Ease of doing business is often one of the main ways of knowing whether a country, large or small, is going to attract inward investment and talent. By that yardstick, countries such as Brazil and France have to make reforms.
France is second only to Brazil as being the most complex jurisdiction in which to do business, while Denmark is the most straightforward, followed by Hong Kong, according to the professional services firm TMF Group's Global Business Complexity Index (GBCI).
The study analyses rules, regulations, tax rates, penalties and compliance requirements across 77 jurisdictions, which account for 92 per cent of the world's total GDP and 95 per cent of net global foreign direct investment flows. In total, 292 indicators are tracked annually, offering data on aspects of doing business, including how fast a firm is incorporated, payroll and benefits requirements, and compliance procedures.
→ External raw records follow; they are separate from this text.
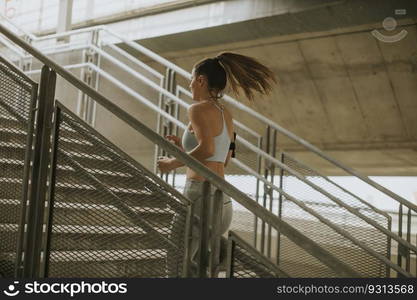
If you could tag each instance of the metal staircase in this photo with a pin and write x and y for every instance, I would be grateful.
(352, 230)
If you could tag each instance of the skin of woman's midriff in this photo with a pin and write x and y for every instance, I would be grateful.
(216, 167)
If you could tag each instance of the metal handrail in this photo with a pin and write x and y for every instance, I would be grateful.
(266, 156)
(297, 237)
(255, 149)
(265, 120)
(233, 102)
(250, 146)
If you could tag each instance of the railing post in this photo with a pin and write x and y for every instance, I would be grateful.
(259, 169)
(230, 256)
(204, 231)
(44, 271)
(86, 106)
(165, 127)
(39, 174)
(281, 185)
(215, 232)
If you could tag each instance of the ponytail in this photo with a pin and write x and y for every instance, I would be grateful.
(246, 73)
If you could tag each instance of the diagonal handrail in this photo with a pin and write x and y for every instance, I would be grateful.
(399, 239)
(297, 237)
(231, 101)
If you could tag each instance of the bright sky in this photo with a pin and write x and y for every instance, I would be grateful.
(404, 186)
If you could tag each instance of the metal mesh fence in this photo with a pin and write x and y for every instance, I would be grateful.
(248, 263)
(17, 98)
(111, 217)
(323, 234)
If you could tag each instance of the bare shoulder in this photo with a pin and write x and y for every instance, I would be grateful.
(197, 110)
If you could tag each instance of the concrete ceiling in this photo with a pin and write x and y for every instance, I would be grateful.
(339, 87)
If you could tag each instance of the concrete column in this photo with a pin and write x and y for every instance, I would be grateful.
(64, 18)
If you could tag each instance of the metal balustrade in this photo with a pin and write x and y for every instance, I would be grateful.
(50, 185)
(253, 160)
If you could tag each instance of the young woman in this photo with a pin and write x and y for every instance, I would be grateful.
(208, 137)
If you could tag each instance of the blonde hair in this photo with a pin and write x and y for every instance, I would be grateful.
(240, 71)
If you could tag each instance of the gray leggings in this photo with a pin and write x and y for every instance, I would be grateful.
(193, 191)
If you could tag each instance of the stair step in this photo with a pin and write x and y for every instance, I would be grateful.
(95, 215)
(73, 238)
(11, 189)
(6, 121)
(101, 166)
(13, 168)
(18, 137)
(102, 264)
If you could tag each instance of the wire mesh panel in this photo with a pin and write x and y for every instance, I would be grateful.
(246, 262)
(110, 216)
(17, 99)
(323, 234)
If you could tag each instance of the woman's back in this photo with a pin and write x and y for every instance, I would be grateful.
(217, 116)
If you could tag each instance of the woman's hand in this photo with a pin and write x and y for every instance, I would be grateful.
(167, 164)
(175, 140)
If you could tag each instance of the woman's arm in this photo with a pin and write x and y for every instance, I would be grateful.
(205, 139)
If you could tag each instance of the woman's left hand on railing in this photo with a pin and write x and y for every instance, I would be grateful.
(167, 164)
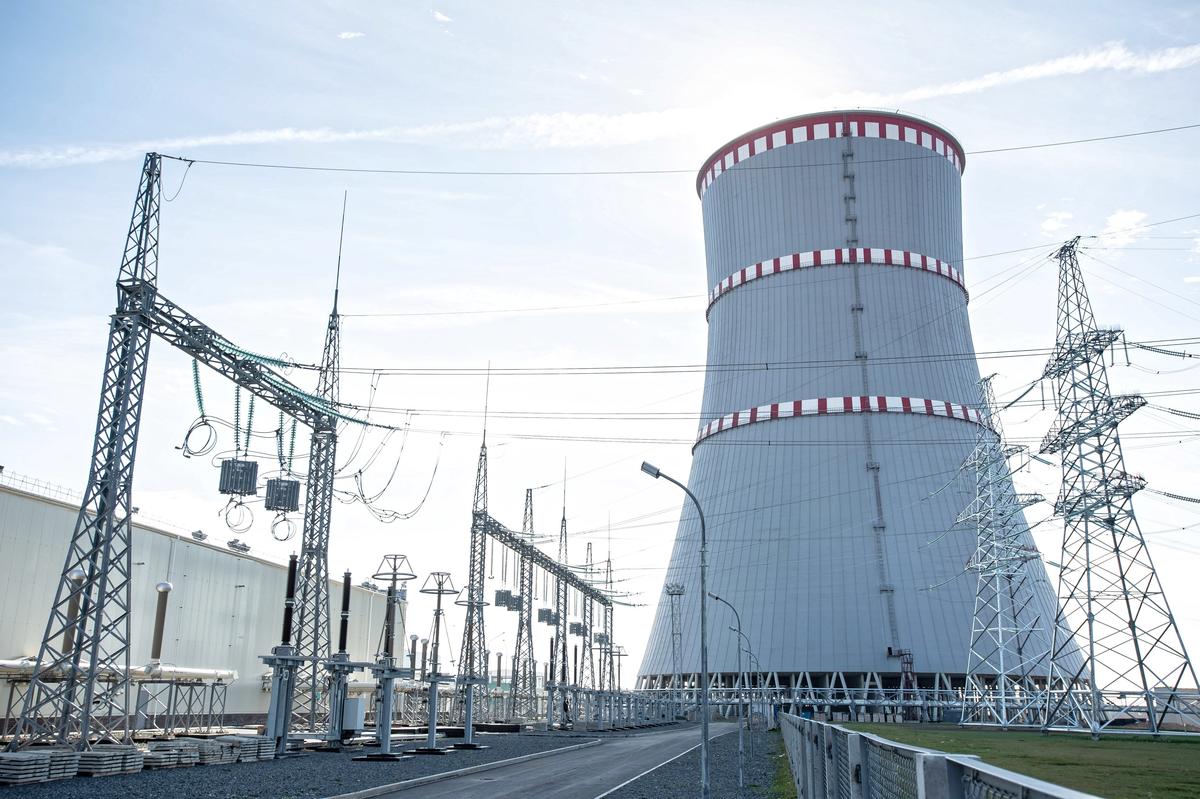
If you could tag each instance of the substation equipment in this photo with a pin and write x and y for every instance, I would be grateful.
(583, 695)
(79, 688)
(834, 259)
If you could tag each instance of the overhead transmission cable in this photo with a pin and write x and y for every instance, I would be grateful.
(563, 173)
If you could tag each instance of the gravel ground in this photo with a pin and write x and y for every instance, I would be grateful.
(681, 778)
(309, 776)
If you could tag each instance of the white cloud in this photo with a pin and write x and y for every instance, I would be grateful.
(1055, 222)
(1120, 228)
(575, 130)
(533, 131)
(1114, 56)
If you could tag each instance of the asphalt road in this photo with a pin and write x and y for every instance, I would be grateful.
(581, 774)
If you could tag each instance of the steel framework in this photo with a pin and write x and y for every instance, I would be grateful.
(607, 665)
(72, 698)
(473, 662)
(1134, 666)
(525, 674)
(587, 678)
(675, 590)
(1001, 686)
(561, 679)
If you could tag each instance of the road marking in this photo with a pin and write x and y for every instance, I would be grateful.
(611, 791)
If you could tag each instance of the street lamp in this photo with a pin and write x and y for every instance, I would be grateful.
(741, 749)
(703, 629)
(754, 694)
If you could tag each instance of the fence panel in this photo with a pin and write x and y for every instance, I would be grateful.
(829, 762)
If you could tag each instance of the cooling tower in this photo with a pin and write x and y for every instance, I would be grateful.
(839, 406)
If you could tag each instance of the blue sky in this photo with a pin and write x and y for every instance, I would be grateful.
(87, 88)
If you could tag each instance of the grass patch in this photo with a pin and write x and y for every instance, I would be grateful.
(1114, 767)
(781, 785)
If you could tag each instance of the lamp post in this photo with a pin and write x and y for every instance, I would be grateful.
(741, 745)
(757, 667)
(703, 629)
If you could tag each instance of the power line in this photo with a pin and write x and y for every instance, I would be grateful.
(565, 173)
(765, 366)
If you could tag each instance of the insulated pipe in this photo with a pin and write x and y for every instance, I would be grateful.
(389, 623)
(289, 600)
(345, 628)
(76, 576)
(25, 666)
(160, 620)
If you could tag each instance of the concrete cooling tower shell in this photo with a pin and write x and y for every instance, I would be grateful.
(839, 406)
Discussing specific results, TMG said that France's second place is “driven by complexities in accounting and tax processes, its heavily employee-centric HR regulations, and local language requirements for accounts reporting.”
“Despite the introduction of "Business France" – a website to assist foreign companies to remain compliant with French accounting standards – businesses may still struggle due to the constant changes to those standards. HR and payroll is also heavily regulated, and employment litigation outcomes are usually in favour of employees. Firing an underperforming worker can take up to 12 weeks, as opposed to one week in Ireland, for instance,” TMG Group said.
Staying with Europe, TMF noted that Poland, which was ranked 34th most complex country in 2020, is now the 10th least business-friendly country in which to operate globally.
“Reasons can be found in an always evolving legislative scenario, which leaves business little time to react and implement changes in accordance with new laws. In addition, despite the government having adopted electronic signatures, Polish authorities don't accept many international signature providers, and instead require signatures from specific local providers, adding to complexity in the jurisdiction,” it continued.